Os livros falam por ela, como de facto sempre quis, desde o início, ou desde “Um Estranho Amor”. É no primeiro manuscrito que envia aos editores, que Elena Ferrante decide a solidão, a orfandade a que remeterá as suas obras. As obras devem ter uma vida mais interessante do que o escritor. Apresentarem-se como organismo autossuficiente, no qual coexistem todas as perguntas e as respostas que se colocam aos leitores.

Ao enviar “Um Estranho Amor”, Ferrante acompanhou-o de uma ressalva: nada faria no sentido da promoção da obra. “Escrevi-a; se o livro valer alguma coisa, isso deverá bastar”. A regra sobreviveu. Estendeu-se aos romances napolitanos. Há vinte e quatro anos não havia como prever o sucesso, dentro ou fora de fronteiras, os filmes, as nomeações para listas famosas, como o Man Booker International, ou as atribuições de prémios, como o Strega. Seria pouco provável pensar que a autora antevisse que a sua obra chegaria aos tops dos melhores livros do ano ou que ela própria fosse considerada uma das 100 figuras mais influentes de 2015 pela revista “Time”.

Os anonimatos, nos últimos anos, reconhece Francisco Vale, são segredos de Polichinelo. Duram até ao momento em que o escritor tem sucesso. Ferrante tem resistido, mesmo que não se possa excluir a hipótese de um dia o pseudónimo cair.
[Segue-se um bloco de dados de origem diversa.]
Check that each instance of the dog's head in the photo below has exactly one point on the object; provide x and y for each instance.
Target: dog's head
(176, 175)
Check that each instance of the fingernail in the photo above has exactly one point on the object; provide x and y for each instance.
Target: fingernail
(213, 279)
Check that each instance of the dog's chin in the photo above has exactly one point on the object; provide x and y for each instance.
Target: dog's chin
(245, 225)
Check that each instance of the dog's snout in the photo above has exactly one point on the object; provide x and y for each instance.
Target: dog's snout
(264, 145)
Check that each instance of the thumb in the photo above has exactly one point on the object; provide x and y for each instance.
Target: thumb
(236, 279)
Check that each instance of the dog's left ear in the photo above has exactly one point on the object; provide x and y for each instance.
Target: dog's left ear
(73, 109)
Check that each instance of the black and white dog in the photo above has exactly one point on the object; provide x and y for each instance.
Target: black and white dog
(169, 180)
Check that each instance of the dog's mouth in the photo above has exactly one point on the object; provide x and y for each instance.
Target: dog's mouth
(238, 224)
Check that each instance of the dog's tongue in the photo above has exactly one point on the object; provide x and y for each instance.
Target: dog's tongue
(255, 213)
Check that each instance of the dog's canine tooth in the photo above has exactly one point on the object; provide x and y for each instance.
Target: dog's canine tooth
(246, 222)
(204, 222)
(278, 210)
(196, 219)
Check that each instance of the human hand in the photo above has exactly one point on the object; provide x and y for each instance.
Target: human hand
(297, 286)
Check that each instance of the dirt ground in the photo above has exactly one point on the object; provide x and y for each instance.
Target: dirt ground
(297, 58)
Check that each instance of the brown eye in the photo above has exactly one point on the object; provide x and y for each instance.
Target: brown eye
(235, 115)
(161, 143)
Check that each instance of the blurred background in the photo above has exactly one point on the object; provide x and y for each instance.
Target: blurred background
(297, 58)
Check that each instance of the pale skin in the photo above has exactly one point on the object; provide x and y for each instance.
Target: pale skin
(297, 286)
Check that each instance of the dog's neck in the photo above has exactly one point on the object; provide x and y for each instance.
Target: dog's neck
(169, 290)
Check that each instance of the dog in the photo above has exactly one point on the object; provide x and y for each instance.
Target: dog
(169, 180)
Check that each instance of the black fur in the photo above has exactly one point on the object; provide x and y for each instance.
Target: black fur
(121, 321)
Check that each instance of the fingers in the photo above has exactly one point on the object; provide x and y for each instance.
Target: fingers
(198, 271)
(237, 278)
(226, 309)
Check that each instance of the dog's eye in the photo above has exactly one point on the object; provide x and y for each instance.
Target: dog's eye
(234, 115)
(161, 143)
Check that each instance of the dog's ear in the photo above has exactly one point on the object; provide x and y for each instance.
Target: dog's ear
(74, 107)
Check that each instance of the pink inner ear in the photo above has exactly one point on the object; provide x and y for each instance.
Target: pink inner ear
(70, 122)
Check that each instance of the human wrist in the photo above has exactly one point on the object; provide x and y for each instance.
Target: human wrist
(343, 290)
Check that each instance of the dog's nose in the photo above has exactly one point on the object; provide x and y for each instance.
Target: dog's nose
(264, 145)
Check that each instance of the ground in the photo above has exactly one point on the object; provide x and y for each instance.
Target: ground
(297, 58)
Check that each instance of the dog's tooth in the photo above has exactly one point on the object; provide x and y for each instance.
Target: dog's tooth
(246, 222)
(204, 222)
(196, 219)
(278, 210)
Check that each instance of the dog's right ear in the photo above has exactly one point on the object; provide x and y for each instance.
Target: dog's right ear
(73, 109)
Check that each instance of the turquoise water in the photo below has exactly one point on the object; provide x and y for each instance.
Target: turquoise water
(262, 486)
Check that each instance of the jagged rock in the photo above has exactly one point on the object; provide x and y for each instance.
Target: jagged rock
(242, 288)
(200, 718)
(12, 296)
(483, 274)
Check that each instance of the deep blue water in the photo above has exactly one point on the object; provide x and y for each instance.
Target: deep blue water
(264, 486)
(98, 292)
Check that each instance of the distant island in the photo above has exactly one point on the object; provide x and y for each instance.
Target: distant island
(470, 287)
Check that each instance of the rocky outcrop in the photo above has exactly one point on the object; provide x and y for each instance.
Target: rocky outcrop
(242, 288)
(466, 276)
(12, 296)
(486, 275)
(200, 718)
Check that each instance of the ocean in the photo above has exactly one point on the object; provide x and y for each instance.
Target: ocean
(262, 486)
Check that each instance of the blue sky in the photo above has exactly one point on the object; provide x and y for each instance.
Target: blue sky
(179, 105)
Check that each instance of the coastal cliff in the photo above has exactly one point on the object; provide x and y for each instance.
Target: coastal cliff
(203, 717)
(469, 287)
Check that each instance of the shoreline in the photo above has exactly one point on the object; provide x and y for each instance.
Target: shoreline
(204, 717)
As razões que ela deu nunca se deveram ao alegado carácter autobiográfico dos livros, se bem que admita que ao esconder-se acede a um mundo de liberdade criativa e editorial, que lhe permite escrever o que quer quando quer. Ferrante acredita que os livros não devem depender do número de vezes que o autor se apresenta frente a uma plateia; das entrevistas e confissões que fará perante a imprensa. Numa carta que escreve a um jornalista que a contacta para uma entrevista, quando um dos seus livros é adaptado ao cinema por Mario Martone, o descontentamento é claro: “Se o meu livro lhe tivesse dito nada e o meu nome lhe tivesse dito alguma coisa, teria levado menos tempo a pedir-me uma entrevista? (...) Um livro, do ponto de vista mediático, é antes de mais o nome de quem o escreve? A ressonância do autor, que entra em cena graças aos órgãos de comunicação, é um apoio fundamental para o livro?”

Ferrante quer fugir à lógica dos media e das suas necessidades, aos imperativos do mercado que exigem a afirmação do escritor como estrela popular, ao nível do músico de rock’n’roll, que, de aeroporto em aeroporto, de hotel em hotel, cumpre a sua carreira.

A escritora verá a sua tetralogia adaptada à televisão, numa série de 32 episódios, pela mesma produtora que fez “Gomorra”, a partir da obra de Roberto Saviano. É provável que continue a não comparecer e a negar as entrevistas mesmo por escrito, como tem feito nos últimos tempos, porque diz que está a escrever.

Elena Ferrante gosta muito dos livros misteriosos, que não têm autor certo mas que tiveram uma vida própria: “Parecem-me uma espécie de prodígio noturno, como quando, em pequena, esperava os presentes da Befana...” É bonito pensar em Ferrante como fada, mas é mais justo imaginá-la como uma voz. A voz que sussurra os cambiantes de uma ambivalência que nos habita. A voz que escava nos nossos escombros. A voz que nos ocupa, persegue. E isso, de facto, deveria bastar-nos.